Hazel explained that while "the administration was considering the citizenship question addition, President Trump" made comments about communities that plaintiffs on the case represent. Specifically, Hazel pointed to Trump's Jan. 11 statement about "these people from 'shithole countries' coming to the United States," as well as what Hazel described as "his degrading comparisons of immigrants to 'animals.'"
If the citizenship question is allowed to remain on the 2020 census, it would be the first time that the question has appeared on a decennial census since 1950, according to the Pew Research Center.
The Census Bureau asks about citizenship status on the American Community Survey, an ongoing survey that is sent out to several million people each year, but it does not ask about citizenship the decennial census, which is sent to every household in the United States. Critics of the recently re-added citizenship question argue that asking about citizenship would deter many immigrants from responding to the census.
If a large group of the population were to opt out of responding to the census, there could be long-term implications because census results impact how political districts are drawn. If immigrant groups weren't counted, the districts they live in could be altered in a way that would discount their residence therein, effectively reducing their political voice. This could affect the way that federal dollars are spent, according to The Huffington Post.
In turn, the Trump administration has argued that asking about citizenship could help the government enforce the Voting Rights Act. Though it's not clear how the lawsuit will ultimately play out, this particularly lawsuit, which moved forward on Friday, marks just one of several similar cases currently working their way through the legal system.
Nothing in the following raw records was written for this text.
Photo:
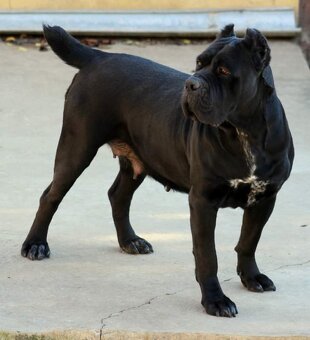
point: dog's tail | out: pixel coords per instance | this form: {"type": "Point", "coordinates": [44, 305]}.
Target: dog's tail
{"type": "Point", "coordinates": [68, 48]}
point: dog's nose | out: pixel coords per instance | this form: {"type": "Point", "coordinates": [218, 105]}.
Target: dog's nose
{"type": "Point", "coordinates": [192, 84]}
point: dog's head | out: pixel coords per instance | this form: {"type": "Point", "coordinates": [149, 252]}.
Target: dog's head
{"type": "Point", "coordinates": [229, 75]}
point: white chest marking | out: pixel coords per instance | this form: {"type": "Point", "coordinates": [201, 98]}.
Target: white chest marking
{"type": "Point", "coordinates": [257, 186]}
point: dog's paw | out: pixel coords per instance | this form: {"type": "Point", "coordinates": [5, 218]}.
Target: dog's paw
{"type": "Point", "coordinates": [35, 251]}
{"type": "Point", "coordinates": [137, 246]}
{"type": "Point", "coordinates": [222, 307]}
{"type": "Point", "coordinates": [259, 283]}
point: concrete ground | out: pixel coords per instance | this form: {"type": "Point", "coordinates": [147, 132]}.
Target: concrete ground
{"type": "Point", "coordinates": [88, 285]}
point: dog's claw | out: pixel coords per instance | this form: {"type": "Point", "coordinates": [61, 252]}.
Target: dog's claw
{"type": "Point", "coordinates": [224, 307]}
{"type": "Point", "coordinates": [259, 284]}
{"type": "Point", "coordinates": [35, 251]}
{"type": "Point", "coordinates": [137, 246]}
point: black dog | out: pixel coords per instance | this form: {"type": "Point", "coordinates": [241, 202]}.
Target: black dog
{"type": "Point", "coordinates": [232, 148]}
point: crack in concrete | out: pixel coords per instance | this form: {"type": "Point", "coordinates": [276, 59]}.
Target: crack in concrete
{"type": "Point", "coordinates": [290, 265]}
{"type": "Point", "coordinates": [115, 314]}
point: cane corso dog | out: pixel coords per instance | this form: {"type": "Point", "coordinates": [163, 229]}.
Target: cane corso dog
{"type": "Point", "coordinates": [219, 135]}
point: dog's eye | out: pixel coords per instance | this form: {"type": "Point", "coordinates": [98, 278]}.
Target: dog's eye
{"type": "Point", "coordinates": [198, 63]}
{"type": "Point", "coordinates": [223, 71]}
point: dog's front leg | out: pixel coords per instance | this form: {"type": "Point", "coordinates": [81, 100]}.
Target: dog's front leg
{"type": "Point", "coordinates": [203, 220]}
{"type": "Point", "coordinates": [254, 220]}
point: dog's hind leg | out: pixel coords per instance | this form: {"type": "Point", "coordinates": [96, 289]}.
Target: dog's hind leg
{"type": "Point", "coordinates": [120, 195]}
{"type": "Point", "coordinates": [74, 153]}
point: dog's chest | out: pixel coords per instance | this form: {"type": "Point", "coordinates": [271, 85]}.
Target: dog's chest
{"type": "Point", "coordinates": [250, 186]}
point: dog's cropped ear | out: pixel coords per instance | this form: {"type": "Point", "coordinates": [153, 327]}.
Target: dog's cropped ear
{"type": "Point", "coordinates": [227, 31]}
{"type": "Point", "coordinates": [257, 44]}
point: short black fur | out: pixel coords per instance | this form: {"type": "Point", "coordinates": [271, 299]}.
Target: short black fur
{"type": "Point", "coordinates": [220, 135]}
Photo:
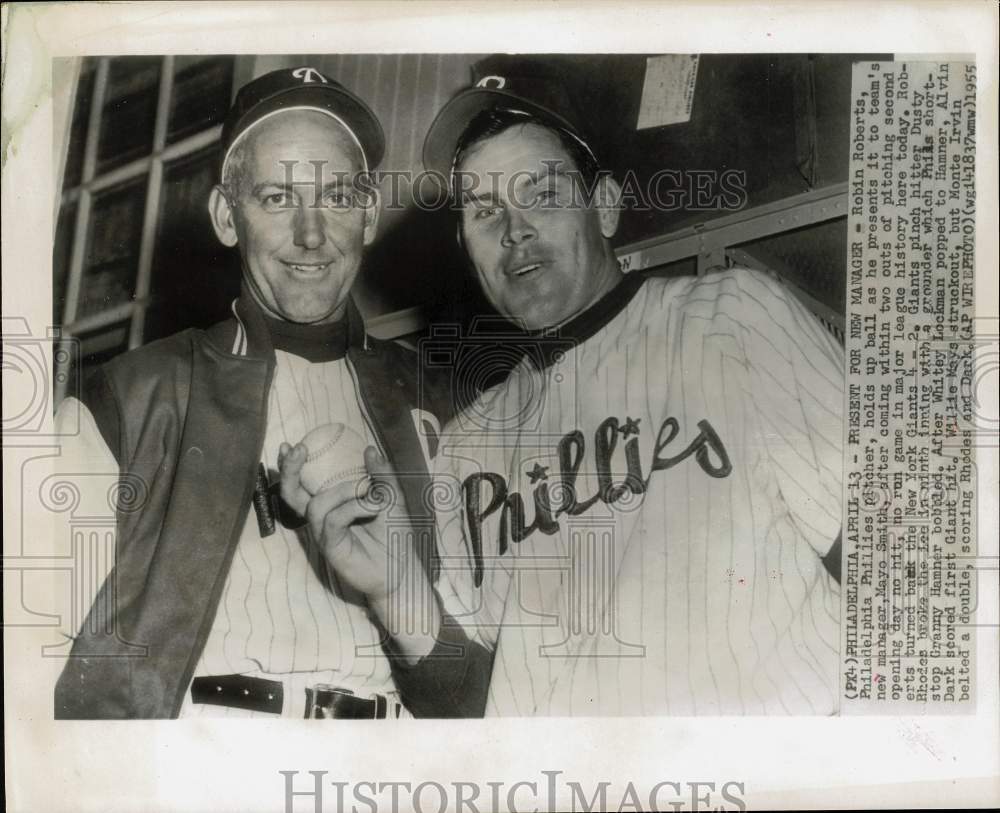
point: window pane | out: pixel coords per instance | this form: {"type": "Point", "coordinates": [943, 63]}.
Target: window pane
{"type": "Point", "coordinates": [194, 277]}
{"type": "Point", "coordinates": [129, 112]}
{"type": "Point", "coordinates": [73, 174]}
{"type": "Point", "coordinates": [200, 98]}
{"type": "Point", "coordinates": [112, 248]}
{"type": "Point", "coordinates": [60, 260]}
{"type": "Point", "coordinates": [96, 348]}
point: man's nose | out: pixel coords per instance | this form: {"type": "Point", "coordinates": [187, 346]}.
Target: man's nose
{"type": "Point", "coordinates": [309, 231]}
{"type": "Point", "coordinates": [518, 227]}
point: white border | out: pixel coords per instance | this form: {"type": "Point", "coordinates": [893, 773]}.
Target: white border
{"type": "Point", "coordinates": [198, 766]}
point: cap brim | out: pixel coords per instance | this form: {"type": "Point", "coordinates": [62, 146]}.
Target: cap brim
{"type": "Point", "coordinates": [354, 112]}
{"type": "Point", "coordinates": [450, 123]}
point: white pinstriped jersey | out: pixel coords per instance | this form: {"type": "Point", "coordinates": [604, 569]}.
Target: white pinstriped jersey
{"type": "Point", "coordinates": [283, 614]}
{"type": "Point", "coordinates": [697, 590]}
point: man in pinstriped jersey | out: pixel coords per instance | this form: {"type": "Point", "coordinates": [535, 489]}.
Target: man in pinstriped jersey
{"type": "Point", "coordinates": [211, 608]}
{"type": "Point", "coordinates": [645, 515]}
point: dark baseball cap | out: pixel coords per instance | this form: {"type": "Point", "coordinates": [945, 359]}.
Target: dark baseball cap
{"type": "Point", "coordinates": [503, 82]}
{"type": "Point", "coordinates": [303, 88]}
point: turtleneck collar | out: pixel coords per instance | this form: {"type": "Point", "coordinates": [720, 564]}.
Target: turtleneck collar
{"type": "Point", "coordinates": [322, 342]}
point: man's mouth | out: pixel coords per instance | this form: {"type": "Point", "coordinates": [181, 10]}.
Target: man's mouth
{"type": "Point", "coordinates": [306, 269]}
{"type": "Point", "coordinates": [524, 269]}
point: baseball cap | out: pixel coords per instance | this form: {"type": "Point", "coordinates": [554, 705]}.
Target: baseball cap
{"type": "Point", "coordinates": [503, 82]}
{"type": "Point", "coordinates": [303, 88]}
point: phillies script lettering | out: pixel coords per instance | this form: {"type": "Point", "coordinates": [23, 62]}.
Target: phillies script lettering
{"type": "Point", "coordinates": [570, 452]}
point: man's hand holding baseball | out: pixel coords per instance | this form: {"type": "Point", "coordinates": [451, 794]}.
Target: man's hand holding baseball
{"type": "Point", "coordinates": [348, 522]}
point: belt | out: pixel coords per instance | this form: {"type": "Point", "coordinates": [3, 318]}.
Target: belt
{"type": "Point", "coordinates": [322, 701]}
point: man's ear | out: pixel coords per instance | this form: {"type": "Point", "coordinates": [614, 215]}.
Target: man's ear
{"type": "Point", "coordinates": [221, 213]}
{"type": "Point", "coordinates": [373, 207]}
{"type": "Point", "coordinates": [607, 199]}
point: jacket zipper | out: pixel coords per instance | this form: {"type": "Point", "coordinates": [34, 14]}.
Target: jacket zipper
{"type": "Point", "coordinates": [365, 411]}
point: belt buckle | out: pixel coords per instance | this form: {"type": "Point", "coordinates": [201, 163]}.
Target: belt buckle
{"type": "Point", "coordinates": [320, 700]}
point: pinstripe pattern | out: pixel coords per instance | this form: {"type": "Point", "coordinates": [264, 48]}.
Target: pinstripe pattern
{"type": "Point", "coordinates": [283, 614]}
{"type": "Point", "coordinates": [705, 595]}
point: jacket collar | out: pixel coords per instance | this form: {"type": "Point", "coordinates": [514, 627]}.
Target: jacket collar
{"type": "Point", "coordinates": [247, 335]}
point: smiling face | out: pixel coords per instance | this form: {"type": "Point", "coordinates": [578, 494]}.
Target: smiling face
{"type": "Point", "coordinates": [292, 211]}
{"type": "Point", "coordinates": [539, 246]}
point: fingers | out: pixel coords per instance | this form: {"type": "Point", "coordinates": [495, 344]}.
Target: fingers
{"type": "Point", "coordinates": [290, 462]}
{"type": "Point", "coordinates": [344, 504]}
{"type": "Point", "coordinates": [384, 478]}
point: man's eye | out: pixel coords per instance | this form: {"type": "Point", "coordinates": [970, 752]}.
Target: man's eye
{"type": "Point", "coordinates": [277, 200]}
{"type": "Point", "coordinates": [336, 200]}
{"type": "Point", "coordinates": [487, 212]}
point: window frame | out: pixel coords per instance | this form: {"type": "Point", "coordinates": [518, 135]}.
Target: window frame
{"type": "Point", "coordinates": [151, 166]}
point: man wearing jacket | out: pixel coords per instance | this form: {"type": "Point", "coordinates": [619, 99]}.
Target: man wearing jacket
{"type": "Point", "coordinates": [648, 508]}
{"type": "Point", "coordinates": [221, 600]}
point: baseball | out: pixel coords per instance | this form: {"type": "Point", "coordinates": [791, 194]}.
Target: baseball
{"type": "Point", "coordinates": [334, 453]}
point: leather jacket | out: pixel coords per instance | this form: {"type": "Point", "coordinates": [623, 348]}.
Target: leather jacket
{"type": "Point", "coordinates": [185, 419]}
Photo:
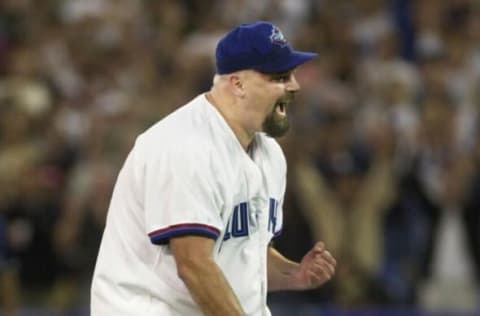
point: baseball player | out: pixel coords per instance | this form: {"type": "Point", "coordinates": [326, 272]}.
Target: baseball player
{"type": "Point", "coordinates": [200, 196]}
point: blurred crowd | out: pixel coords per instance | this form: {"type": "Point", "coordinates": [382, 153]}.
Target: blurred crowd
{"type": "Point", "coordinates": [384, 152]}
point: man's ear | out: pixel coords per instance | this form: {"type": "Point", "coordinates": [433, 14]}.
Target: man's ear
{"type": "Point", "coordinates": [237, 84]}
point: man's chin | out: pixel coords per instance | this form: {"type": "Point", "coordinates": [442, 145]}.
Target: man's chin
{"type": "Point", "coordinates": [276, 127]}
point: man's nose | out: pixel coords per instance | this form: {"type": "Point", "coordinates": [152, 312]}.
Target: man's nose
{"type": "Point", "coordinates": [292, 85]}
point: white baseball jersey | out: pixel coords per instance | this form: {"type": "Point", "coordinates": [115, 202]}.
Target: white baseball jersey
{"type": "Point", "coordinates": [188, 174]}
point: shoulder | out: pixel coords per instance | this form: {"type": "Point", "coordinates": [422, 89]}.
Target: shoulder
{"type": "Point", "coordinates": [272, 151]}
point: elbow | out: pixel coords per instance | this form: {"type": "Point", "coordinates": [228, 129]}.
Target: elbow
{"type": "Point", "coordinates": [188, 268]}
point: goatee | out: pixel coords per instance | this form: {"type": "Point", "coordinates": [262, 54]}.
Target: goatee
{"type": "Point", "coordinates": [275, 125]}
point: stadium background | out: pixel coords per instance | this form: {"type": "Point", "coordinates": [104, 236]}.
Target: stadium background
{"type": "Point", "coordinates": [384, 154]}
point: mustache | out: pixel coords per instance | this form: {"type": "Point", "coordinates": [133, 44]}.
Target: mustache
{"type": "Point", "coordinates": [288, 98]}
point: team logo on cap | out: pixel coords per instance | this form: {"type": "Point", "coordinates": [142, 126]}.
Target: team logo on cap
{"type": "Point", "coordinates": [277, 37]}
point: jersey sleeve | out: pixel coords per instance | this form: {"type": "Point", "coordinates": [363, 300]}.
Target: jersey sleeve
{"type": "Point", "coordinates": [181, 196]}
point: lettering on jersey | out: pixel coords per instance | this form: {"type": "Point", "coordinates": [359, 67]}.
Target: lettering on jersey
{"type": "Point", "coordinates": [272, 215]}
{"type": "Point", "coordinates": [237, 225]}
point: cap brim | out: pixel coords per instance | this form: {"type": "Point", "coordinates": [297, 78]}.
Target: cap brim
{"type": "Point", "coordinates": [286, 63]}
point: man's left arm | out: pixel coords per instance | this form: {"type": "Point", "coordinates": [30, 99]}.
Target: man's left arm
{"type": "Point", "coordinates": [316, 268]}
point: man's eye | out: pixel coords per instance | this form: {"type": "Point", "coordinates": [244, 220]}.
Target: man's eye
{"type": "Point", "coordinates": [282, 78]}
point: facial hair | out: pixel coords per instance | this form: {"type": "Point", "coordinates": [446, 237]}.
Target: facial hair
{"type": "Point", "coordinates": [276, 125]}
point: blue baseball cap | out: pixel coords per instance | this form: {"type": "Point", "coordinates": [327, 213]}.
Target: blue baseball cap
{"type": "Point", "coordinates": [259, 46]}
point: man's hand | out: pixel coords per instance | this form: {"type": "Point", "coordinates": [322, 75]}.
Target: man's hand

In a separate complaint from one of the other cases, which was shared online by the ACLU earlier this month, for example, plaintiffs have argued that the decision to add the citizenship question to the census was a "naked act of intentional discrimination directed at immigrant communities of color that is intended to punish their presence, avoid their recognition, stunt their growing political power, and deprive them and the communities in which they live of economic benefits."
It's unclear how any of the judges presiding over any of the lawsuits will ultimately decide. However, as the Trump administration has made litigating immigration and immigrant communities a top priority, it's likely that the battle over the citizenship question will continue to garner a lot of public attention.